Winter’s end is often signaled by the arrival of the daffodil, which blooms for a brief period in the region surrounding the Ouachita National Forest. Unfortunately, the recent rainfall has caused the flowers to droop. Nevertheless, their presence serves as a reminder that newborn wildlife will soon be visible.
The daffodil is recognized in various cultures for different reasons. In Wales, it is the national flower, while in many countries, it is a symbol of cancer charities.

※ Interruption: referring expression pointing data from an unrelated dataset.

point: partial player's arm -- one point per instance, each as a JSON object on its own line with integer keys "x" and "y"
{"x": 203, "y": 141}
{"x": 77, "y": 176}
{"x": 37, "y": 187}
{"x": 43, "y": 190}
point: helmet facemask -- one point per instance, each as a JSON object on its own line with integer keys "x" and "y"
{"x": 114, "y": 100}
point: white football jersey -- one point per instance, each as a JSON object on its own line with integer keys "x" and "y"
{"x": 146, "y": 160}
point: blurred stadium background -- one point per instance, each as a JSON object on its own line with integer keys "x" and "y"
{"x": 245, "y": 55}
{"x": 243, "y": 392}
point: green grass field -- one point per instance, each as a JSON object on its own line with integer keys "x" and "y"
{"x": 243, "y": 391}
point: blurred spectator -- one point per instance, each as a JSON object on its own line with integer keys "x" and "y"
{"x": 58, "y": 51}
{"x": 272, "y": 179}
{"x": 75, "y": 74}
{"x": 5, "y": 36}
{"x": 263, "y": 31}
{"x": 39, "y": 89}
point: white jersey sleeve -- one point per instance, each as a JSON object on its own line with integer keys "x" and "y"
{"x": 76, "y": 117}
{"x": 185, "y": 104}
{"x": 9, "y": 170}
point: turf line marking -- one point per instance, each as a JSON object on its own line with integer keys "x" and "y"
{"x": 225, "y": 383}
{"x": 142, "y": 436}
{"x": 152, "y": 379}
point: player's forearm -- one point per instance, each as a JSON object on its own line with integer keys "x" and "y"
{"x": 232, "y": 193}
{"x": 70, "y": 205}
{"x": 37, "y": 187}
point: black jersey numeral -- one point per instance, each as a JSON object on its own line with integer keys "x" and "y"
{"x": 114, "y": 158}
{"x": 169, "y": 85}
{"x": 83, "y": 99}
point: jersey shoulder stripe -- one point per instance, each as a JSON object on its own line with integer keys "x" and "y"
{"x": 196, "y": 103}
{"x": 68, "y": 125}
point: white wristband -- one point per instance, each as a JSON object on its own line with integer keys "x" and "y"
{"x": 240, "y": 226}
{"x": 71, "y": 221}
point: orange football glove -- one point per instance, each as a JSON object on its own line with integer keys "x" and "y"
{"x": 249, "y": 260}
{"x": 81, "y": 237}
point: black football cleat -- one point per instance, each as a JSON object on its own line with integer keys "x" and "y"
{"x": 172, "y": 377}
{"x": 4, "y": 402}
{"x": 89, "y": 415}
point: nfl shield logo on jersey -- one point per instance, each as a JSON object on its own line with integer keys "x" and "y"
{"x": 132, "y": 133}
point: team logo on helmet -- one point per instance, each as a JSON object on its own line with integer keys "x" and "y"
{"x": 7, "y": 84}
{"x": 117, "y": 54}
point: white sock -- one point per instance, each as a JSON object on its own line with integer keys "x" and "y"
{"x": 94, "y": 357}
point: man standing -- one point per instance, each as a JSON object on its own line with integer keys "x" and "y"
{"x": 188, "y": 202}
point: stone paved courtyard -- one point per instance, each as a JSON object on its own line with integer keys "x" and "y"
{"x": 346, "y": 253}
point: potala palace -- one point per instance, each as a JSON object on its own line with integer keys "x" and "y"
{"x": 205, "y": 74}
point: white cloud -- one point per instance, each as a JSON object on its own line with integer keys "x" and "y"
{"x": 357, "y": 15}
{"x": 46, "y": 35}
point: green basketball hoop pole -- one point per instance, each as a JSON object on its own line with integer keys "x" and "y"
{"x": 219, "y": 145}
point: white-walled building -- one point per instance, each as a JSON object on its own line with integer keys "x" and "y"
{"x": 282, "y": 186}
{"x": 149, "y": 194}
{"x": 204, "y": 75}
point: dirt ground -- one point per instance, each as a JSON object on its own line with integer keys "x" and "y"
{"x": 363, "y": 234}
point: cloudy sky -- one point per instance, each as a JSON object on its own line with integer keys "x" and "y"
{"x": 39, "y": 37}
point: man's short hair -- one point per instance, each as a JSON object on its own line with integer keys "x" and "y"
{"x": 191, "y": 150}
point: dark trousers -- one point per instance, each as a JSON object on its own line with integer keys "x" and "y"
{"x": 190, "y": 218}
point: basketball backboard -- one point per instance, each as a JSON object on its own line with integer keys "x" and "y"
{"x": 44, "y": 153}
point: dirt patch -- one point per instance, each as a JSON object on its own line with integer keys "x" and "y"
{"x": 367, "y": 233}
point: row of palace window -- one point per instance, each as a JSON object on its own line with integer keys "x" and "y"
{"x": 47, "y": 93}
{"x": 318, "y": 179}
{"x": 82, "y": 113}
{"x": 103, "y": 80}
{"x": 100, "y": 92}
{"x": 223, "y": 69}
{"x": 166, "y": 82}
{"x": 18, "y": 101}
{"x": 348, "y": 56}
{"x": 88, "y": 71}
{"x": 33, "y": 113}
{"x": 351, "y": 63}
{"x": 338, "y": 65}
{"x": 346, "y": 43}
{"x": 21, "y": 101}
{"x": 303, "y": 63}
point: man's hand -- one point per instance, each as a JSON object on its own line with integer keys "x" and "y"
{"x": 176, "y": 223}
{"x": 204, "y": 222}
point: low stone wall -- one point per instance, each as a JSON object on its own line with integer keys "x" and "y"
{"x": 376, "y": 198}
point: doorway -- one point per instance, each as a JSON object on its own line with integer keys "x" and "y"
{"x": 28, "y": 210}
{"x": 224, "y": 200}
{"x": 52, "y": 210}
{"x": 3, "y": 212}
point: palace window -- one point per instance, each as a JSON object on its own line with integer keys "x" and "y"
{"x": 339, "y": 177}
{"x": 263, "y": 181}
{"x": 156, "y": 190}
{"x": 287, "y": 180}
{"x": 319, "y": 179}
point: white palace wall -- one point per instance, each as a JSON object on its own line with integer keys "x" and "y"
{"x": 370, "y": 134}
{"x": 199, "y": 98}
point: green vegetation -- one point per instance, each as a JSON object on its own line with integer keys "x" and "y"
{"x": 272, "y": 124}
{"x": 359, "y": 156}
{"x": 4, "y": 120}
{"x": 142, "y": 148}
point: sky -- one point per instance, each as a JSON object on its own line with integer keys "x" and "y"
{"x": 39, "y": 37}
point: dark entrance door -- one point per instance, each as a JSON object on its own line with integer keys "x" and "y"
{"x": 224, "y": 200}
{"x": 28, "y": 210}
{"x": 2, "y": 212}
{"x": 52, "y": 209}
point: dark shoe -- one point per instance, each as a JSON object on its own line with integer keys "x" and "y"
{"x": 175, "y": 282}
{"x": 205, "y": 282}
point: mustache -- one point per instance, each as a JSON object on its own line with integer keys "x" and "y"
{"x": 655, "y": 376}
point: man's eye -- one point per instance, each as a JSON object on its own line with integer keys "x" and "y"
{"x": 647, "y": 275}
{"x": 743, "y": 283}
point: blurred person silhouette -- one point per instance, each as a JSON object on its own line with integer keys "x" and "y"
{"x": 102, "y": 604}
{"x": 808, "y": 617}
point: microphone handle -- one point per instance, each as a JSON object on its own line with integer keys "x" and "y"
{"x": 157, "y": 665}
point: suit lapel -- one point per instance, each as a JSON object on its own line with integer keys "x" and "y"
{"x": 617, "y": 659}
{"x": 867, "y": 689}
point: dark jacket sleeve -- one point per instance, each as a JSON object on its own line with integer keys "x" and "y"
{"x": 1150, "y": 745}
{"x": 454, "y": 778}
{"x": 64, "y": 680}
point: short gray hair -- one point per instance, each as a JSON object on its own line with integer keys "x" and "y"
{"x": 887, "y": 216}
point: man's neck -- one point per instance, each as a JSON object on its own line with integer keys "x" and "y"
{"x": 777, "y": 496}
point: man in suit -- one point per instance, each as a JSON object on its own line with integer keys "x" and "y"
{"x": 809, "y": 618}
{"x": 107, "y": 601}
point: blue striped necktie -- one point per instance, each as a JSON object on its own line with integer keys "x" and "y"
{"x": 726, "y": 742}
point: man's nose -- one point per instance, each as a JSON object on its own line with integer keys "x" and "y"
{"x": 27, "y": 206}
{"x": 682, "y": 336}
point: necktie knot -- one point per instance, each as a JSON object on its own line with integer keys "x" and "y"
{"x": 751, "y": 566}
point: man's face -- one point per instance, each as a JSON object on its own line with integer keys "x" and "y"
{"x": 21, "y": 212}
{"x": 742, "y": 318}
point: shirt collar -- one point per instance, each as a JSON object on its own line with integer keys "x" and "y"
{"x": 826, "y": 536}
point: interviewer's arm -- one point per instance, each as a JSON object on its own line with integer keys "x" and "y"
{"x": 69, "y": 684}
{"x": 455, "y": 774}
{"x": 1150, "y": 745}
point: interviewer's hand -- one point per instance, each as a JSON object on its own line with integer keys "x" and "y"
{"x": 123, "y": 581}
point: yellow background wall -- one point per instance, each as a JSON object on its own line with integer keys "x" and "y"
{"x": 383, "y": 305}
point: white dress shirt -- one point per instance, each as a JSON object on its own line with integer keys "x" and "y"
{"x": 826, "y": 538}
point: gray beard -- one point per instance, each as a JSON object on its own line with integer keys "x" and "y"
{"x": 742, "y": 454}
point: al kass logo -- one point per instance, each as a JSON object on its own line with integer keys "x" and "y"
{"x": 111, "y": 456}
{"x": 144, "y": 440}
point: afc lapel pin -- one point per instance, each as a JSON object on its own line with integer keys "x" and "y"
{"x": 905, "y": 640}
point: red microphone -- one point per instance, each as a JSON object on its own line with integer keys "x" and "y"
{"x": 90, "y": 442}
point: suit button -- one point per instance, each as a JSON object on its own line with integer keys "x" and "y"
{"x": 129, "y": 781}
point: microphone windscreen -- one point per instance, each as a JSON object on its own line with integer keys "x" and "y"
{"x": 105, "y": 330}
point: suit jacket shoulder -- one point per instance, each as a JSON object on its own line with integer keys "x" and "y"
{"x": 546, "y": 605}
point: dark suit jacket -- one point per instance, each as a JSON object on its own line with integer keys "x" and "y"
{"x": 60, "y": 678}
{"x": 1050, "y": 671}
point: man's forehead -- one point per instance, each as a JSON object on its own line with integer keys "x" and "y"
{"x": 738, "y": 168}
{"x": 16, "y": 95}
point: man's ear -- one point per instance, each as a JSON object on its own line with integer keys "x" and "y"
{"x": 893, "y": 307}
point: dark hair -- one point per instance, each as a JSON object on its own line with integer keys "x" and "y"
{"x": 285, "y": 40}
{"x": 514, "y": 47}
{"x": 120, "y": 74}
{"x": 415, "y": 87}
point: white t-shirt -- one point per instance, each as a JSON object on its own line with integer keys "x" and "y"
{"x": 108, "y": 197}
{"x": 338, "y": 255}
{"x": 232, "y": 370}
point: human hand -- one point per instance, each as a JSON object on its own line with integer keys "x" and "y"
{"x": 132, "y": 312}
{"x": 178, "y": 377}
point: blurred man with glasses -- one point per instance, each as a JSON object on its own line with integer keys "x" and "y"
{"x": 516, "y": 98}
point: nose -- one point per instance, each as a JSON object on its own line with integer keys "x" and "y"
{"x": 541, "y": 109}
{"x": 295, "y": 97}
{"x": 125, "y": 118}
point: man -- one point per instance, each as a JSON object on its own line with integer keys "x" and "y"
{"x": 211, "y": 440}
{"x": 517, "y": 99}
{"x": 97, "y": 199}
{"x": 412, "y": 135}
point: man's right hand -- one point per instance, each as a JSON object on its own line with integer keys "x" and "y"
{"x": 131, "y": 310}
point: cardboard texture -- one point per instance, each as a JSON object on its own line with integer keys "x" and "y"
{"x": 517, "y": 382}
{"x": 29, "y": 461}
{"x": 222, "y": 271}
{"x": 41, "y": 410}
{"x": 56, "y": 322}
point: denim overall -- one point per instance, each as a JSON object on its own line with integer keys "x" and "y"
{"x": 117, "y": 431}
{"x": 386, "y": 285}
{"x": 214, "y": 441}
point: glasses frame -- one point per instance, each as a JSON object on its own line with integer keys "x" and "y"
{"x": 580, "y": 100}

In Iran, the daffodil is associated with the New Year or Newroz. The narcissus, the western name for the daffodil, is regarded as a symbol of vanity in the West, but in the East, it is associated with wealth and good luck. In Persian literature, the daffodil represents beautiful eyes.
The daffodil is also linked to spring festivals in the West, such as Lent and Easter. In the United Kingdom, it is occasionally referred to as the Lenten lily. Despite being prized as an ornamental flower, some people believe that daffodils are unlucky because they hang their heads, suggesting misfortune. In ancient Greece, daffodils were planted near tombs, and white daffodils were regarded as funeral flowers.
It is advisable to offer daffodils in a bouquet rather than as a single bloom if you are superstitious. Legends that connect this cheerful flower with good fortune caution us that a solitary daffodil may indicate misfortune.
The author captured the image with a Canon EOS 7D Mark II camera and a Canon EF 100-400 mm f/4.5-5.6L IS II lens. The photo was taken handheld in aperture priority mode (AV) with a shutter speed of 1/1000 of a second at f8 and the ISO at 800. The white balance was set to auto, and the author employed single-point, continuous autofocus with evaluative metering.